I Sarafis PhD Thesis Abstract


Driven by advances in data collection and storage, increasingly large and high dimensional datasets are being stored. Without special tools, human analysts can no longer make sense of such enormous volumes of data. Hence, intelligent data mining (DM) techniques are being developed to semi-automate the process of mining nuggets of hidden knowledge, and extract them in forms that can be readily utilised in areas such as decision support. Clustering high dimensional data is especially challenging due to the inherent sparsity of the dataspace. Evolutionary algorithms (EAs) are a promising technique for DM clustering as population-based searches have intrinsic search parallelism, their stochastic nature avoids local optima and recovers from poor initialisation.

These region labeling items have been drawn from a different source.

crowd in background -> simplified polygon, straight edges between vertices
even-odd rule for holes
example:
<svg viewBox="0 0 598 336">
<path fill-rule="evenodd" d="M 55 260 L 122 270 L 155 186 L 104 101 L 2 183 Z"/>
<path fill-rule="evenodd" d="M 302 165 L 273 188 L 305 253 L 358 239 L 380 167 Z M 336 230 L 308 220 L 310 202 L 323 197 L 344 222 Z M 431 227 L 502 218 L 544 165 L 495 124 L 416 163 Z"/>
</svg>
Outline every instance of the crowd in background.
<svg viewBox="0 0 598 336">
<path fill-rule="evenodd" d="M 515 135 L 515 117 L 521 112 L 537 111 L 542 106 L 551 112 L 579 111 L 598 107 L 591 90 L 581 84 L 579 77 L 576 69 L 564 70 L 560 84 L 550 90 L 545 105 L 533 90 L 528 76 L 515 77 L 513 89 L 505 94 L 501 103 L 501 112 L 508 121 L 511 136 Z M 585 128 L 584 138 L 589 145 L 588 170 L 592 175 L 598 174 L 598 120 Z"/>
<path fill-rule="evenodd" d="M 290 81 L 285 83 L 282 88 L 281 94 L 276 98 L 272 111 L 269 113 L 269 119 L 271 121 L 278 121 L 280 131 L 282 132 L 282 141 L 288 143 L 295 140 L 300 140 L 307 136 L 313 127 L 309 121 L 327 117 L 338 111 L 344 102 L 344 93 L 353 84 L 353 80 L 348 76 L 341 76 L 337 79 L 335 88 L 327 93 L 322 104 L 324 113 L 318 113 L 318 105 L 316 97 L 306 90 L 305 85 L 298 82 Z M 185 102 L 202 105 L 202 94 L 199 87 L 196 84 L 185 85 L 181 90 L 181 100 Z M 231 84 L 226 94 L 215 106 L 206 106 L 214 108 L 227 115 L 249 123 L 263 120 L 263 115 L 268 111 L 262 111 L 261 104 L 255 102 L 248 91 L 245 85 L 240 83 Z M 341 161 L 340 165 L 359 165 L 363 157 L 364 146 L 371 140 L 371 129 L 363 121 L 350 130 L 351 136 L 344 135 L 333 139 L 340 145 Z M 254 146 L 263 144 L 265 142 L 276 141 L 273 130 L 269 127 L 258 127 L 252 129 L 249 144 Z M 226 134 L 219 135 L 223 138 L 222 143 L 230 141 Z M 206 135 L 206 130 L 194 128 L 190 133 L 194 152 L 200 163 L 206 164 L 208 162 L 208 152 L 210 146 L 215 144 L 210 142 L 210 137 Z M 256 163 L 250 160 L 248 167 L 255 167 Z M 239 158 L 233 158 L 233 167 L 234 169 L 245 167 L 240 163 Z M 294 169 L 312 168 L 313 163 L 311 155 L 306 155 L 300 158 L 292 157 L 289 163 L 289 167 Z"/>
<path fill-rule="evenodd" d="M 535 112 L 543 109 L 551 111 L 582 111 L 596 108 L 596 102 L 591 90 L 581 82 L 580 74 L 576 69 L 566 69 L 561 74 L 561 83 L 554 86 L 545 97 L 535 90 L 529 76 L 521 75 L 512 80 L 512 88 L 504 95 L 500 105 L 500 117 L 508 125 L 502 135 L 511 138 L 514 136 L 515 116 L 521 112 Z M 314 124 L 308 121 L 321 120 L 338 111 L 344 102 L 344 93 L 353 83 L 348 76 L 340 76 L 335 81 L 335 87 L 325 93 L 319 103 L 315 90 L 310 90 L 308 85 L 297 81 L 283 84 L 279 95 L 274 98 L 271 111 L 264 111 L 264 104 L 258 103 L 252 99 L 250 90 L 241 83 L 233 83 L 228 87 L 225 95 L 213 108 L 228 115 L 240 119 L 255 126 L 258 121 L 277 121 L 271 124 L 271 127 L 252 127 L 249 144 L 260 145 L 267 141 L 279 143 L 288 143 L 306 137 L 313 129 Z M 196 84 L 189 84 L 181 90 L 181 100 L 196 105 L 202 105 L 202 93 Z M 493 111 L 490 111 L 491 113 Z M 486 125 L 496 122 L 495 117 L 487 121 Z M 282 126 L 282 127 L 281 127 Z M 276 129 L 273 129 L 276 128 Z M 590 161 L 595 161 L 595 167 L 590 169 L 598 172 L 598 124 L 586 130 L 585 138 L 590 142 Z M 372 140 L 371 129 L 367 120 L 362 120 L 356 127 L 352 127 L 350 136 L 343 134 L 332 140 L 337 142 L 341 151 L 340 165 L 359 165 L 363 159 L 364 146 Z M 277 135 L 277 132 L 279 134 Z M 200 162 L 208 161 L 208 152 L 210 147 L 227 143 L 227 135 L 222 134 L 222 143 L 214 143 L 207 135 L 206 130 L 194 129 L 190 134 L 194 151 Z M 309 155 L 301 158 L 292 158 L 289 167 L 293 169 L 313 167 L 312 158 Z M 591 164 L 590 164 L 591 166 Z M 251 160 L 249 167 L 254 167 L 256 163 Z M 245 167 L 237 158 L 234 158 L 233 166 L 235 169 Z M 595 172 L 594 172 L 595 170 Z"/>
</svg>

This thesis investigates the use of evolutionary algorithms to effectively and efficiently mine clusters from massive and high dimensional numerical databases. The fundamental question addressed by this thesis is: can a stochastic search cluster large high dimensional datasets, and extract knowledge that conforms to the important requirements for DM clustering? Experimental results on both artificial and real-world datasets lead us to conclude that it can.

The thesis proposes a novel EA methodology for DM clustering with the following three phases. Firstly, a sophisticated quantisation algorithm (TSQ: Two-Stage Quantization) imposes a uniform multi-dimensional grid onto the dataspace to reduce the search combinations. TSQ quantises the dataspace using a novel statistical analysis that reflects the local data distribution. It determines an appropriate grid resolution that enables the discrimination of clusters, while preserving accuracy and acceptable computational cost. Secondly, a novel EA (NOCEA: Non-Overlapping Clustering with an Evolutionary Algorithms) discovers high quality clustering rules using several novel semi-stochastic genetic operators, an integer-valued encoding scheme, and a simple data coverage maximisation fitness function. Both TSQ and NOCEA rely on a novel statistical analysis (UDA: Uniform-region Discovery Algorithm) identifying flat density regions (U-regions) in univariate histograms. U-regions detected in orthogonal uni-dimensional projections are ``signatures'' of clusters being embedded in higher dimensional spaces. Thirdly, a post-processing simplification phase that removes irrelevant dimensions (subspace clustering) and assembles the clusters. The thesis also explores task parallelism for several genetic operations to improve scalability when the data to be mined is large and high dimensional.

NOCEA is a generic and robust clustering algorithm that meets the key DM clustering criteria. The following properties of NOCEA are demonstrated on both benchmark artificial datasets, and in a substantial real-world case study clustering the seismic activity associated with the active crustal deformation along the African-Eurasian-Arabian tectonic plate boundary. NOCEA produces interpretable output in the form of disjoint and axis-aligned hyper-rectangular clustering rules with homogeneous data distribution; the output is minimised for ease of comprehension. NOCEA has the ability to discover homogeneous clusters of arbitrary density, geometry, and data coverage. NOCEA effectively treats high dimensional data, e.g. 200 dimensions, and it effectively identifies subspace clusters being embedded in arbitrary subsets of dimensions. NOCEA has near linear scalability with respect to the database size, and both data and cluster dimensionality. NOCEA has substantial potential for task parallelism, e.g. reaching a speed up of 13.8 on 16 processors. NOCEA produces similar quality results irrespective initialisation and order of input data. NOCEA is exceptionally resistant to background noise. Finally, NOCEA has minimal requirements for a priori knowledge, and does not presume any canonical distribution of the input data.